Cumhurbaşkanı Ersin Tatar, Kıbrıs Türk Halkının eşit bir halk olarak görülmediği ve eşitlik temelinde bir çözüm kabul edilmediği sürece Kıbrıs’ta müzakereler için ortak zemin bulunamayacağını söyledi.
Cumhurbaşkanı Tatar, "Yeni ve resmi bir süreç için gereken ortak zemin ancak ve ancak egemen eşitliğimiz ve eşit uluslarası statümüzün teyit edilmesiyle bulunabilecek" vurgusu yaptı.
Cumhurbaşkanı Ersin Tatar, yarın BM Genel Sekreteri’nin Kişisel Temsilcisi Maria Angela Holguin Cuellar ile yapacağı görüşme öncesinde Türk Ajansı Kıbrıs’a değerlendirmede bulundu.
Cumhurbaşkanı Tatar, Holguin’in özel olarak kendisiyle görüşmek üzere Londra’ya geleceğini ifade ederek, Kişisel Temsilcinin Rum liderle de Brüksel’de görüştüğünü söyledi.
Tatar, Holguin’in görev süresinin dolmak üzere olduğunu ve kişisel temsilcinin çok yakın zamanda BM Genel Sekreteri’ne raporunu sunacağını ifade etti.
Holguin’in 6 ay olarak onay verilen görevinin, Kıbrıs’ta yeni ve resmi bir sürecin başlayabilmesi için iki taraf arasında ortak zemin var mı yok mu konusunda görüşmeler yapmak olduğunu ifade eden Tatar, bu görev süresi içinde kişisel temsilciye gerçekleri aktardıklarını, kendisinin her kesimle görüştüğünü ve ortak zemin olmadığını gördüğünü kaydetti.
Kıbrıs Türk halkının egemen eşitliği ve eşit uluslararası statüsünün teyit edilmesine yönelik atılabilecek ilk adımları 3D olarak adlandırılan unsurlar olarak özetleyen Cumhurbaşkanı Tatar, 3D’lerin yani "doğrudan uçuş, doğrudan ticaret ve doğrudan temas" haklarının hayata geçmesinin önemine işaret ederek, Rumların Kıbrıs Türk Halkını eşit görmediğini, dayatama bir çözümle, eşitlik temelinde değil, kendi devletleri ekseninde bir çözüm istediğini belirtti.
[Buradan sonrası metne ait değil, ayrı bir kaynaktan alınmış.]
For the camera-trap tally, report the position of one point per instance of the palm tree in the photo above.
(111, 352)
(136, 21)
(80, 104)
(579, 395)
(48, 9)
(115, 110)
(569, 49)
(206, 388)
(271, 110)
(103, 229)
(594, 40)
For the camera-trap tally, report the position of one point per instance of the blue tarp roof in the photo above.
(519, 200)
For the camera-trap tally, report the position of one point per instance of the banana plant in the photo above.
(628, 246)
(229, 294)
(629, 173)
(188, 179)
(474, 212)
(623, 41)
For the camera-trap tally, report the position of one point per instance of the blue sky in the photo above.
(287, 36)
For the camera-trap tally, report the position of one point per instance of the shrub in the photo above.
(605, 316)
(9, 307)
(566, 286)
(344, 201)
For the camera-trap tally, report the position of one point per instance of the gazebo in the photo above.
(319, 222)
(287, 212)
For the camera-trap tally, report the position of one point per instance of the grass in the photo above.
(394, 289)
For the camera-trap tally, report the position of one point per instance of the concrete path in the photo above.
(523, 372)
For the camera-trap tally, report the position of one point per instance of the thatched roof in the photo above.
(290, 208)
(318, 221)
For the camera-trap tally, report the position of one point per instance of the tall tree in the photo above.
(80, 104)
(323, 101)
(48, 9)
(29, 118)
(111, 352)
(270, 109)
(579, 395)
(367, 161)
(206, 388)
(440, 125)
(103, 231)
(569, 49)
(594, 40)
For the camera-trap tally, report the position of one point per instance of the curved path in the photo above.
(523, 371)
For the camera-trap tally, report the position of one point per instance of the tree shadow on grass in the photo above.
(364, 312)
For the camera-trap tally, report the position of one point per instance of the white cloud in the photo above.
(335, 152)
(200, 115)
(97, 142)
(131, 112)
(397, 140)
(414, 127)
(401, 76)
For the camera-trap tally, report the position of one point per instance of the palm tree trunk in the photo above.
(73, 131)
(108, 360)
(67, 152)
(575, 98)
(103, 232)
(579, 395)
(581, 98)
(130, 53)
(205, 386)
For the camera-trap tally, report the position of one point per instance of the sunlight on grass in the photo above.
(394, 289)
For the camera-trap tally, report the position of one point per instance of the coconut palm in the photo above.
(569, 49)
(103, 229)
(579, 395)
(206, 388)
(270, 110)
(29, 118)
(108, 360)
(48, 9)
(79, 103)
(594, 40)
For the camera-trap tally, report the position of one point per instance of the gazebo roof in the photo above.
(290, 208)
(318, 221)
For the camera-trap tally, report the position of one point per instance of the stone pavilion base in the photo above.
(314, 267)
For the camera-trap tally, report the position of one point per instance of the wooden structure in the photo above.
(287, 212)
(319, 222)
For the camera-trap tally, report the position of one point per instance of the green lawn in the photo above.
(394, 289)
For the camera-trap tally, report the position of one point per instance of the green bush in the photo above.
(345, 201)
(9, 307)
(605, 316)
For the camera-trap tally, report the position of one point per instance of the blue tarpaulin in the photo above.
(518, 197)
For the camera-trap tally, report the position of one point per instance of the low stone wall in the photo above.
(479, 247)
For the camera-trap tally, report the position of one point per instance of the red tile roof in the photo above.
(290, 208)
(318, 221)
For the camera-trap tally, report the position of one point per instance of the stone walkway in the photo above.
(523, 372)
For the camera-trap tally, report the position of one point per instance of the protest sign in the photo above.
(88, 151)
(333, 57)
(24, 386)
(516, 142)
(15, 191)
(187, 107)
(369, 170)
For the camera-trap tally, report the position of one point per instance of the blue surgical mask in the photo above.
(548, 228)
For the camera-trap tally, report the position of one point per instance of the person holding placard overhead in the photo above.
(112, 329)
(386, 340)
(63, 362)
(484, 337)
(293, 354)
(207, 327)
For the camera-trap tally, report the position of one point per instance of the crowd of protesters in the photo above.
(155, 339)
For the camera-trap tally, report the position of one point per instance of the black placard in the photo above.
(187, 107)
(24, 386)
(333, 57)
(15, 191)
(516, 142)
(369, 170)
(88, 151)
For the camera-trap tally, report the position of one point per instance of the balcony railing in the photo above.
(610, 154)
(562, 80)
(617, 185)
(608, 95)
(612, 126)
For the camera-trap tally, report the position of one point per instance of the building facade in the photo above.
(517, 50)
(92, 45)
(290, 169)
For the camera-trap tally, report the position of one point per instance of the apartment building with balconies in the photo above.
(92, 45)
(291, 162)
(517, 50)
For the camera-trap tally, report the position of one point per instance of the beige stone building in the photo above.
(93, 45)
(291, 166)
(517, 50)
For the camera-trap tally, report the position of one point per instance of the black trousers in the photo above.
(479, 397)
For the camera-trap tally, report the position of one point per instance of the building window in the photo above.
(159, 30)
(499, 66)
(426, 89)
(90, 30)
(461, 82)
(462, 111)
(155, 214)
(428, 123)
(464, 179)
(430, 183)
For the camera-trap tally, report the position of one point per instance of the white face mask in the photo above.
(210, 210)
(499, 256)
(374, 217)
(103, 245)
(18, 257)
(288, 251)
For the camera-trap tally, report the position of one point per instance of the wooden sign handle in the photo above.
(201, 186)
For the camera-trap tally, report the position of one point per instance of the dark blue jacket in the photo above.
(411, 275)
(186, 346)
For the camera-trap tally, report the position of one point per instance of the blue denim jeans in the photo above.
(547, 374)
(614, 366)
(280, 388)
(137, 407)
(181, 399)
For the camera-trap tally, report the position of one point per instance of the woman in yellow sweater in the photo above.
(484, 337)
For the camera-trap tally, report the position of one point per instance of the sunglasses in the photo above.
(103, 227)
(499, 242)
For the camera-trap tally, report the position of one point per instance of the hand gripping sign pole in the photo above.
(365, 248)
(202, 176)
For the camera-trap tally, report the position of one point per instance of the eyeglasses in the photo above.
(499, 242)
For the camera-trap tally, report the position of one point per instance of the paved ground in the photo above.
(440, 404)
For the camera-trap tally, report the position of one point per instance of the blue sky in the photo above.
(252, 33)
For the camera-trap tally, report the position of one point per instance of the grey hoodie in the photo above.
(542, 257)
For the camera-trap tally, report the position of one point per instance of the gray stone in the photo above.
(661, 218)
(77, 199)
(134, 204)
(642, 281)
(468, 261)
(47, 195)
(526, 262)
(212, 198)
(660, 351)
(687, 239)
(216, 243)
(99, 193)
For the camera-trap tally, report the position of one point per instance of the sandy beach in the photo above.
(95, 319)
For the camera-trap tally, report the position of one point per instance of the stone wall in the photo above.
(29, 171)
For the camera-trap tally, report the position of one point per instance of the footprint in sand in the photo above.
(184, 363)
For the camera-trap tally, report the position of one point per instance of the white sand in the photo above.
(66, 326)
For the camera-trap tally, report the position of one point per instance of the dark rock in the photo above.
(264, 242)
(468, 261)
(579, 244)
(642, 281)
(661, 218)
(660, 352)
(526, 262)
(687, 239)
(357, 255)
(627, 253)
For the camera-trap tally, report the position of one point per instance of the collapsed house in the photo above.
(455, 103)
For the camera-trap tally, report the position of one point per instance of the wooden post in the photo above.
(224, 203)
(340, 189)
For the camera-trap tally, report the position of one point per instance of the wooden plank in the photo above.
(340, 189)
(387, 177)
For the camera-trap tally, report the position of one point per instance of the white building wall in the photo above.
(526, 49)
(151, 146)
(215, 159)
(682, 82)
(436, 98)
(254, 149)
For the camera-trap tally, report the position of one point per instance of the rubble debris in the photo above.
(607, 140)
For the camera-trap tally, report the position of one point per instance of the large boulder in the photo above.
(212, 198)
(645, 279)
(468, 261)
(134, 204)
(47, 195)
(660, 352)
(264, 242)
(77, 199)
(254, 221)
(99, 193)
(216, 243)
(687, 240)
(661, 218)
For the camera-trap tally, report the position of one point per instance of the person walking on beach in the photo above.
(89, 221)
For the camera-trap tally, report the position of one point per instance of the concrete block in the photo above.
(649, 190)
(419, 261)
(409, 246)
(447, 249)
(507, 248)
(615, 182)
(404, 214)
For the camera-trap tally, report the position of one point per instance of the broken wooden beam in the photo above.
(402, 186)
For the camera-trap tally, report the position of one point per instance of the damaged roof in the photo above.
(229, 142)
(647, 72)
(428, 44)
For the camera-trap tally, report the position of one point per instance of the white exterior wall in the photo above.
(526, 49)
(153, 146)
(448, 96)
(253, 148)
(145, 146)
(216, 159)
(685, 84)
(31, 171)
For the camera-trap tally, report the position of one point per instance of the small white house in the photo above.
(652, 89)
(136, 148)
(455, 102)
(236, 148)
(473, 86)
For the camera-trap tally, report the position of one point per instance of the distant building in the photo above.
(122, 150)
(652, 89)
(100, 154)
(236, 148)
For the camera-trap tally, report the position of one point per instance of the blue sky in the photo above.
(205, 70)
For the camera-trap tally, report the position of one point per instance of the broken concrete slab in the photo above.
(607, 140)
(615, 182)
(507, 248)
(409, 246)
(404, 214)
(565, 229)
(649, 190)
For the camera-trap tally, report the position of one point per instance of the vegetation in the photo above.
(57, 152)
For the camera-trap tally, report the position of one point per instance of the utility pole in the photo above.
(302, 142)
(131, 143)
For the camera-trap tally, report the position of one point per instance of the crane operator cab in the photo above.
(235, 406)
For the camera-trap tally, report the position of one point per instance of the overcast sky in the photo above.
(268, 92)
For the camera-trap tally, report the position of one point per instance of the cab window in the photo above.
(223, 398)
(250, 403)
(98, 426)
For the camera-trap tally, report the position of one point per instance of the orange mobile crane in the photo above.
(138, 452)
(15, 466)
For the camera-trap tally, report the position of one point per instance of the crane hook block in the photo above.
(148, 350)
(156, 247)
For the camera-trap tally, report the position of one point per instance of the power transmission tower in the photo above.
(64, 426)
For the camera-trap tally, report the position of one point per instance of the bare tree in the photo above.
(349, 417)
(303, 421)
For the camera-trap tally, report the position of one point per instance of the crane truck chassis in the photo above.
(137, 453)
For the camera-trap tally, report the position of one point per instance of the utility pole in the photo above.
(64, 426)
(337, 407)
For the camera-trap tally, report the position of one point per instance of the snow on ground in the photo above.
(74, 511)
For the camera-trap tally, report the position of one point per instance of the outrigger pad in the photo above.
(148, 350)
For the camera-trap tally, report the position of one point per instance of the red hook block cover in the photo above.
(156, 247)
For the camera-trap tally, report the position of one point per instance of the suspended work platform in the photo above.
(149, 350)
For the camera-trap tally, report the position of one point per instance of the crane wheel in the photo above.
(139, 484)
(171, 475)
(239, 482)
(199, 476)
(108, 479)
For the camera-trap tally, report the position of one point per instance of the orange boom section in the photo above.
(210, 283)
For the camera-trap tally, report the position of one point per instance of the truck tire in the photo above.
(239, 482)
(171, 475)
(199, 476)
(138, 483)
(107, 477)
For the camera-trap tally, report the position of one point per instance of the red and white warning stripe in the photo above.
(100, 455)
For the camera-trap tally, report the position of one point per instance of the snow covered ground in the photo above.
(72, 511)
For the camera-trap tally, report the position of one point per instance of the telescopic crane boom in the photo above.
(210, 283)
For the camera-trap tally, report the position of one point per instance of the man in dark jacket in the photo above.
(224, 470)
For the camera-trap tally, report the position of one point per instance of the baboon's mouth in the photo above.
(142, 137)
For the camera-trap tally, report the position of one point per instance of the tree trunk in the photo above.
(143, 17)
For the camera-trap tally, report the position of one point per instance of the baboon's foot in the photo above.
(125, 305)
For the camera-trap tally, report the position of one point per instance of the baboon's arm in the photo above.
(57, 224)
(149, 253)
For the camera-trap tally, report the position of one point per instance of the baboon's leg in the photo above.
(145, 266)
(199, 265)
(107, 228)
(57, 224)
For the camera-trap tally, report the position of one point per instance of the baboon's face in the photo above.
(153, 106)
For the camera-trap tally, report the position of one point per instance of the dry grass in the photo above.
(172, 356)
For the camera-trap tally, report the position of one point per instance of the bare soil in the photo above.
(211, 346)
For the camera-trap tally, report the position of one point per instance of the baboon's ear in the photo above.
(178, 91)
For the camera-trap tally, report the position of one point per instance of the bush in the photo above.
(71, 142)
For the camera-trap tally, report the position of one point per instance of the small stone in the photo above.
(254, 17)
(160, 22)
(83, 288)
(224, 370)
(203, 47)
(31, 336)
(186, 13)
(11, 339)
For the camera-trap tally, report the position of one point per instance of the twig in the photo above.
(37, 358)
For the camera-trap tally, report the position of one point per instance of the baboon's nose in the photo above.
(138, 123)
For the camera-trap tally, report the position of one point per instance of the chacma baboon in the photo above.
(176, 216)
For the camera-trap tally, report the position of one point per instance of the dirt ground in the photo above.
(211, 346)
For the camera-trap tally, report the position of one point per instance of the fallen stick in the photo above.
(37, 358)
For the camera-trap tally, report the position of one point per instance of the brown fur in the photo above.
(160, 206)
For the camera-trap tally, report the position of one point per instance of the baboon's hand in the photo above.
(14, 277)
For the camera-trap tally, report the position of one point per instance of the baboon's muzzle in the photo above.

Yarın yapılacak görüşmede de yapıcı bir tutumla Holguin’le durum değerlendirmesinde bulunacaklarını ifade eden Cumhurbaşkanı Tatar, Rum tarafının paylaşıma ve eşitliğe açık olmayan maksimalist tutumlarından dolayı Kıbrıs konusunun bugüne kadar çözümsüz kaldığını, Rum liderliğinin bugün de devam eden bu tutumunun Holguin tarafından da görüldüğünü düşündüğünü söyledi.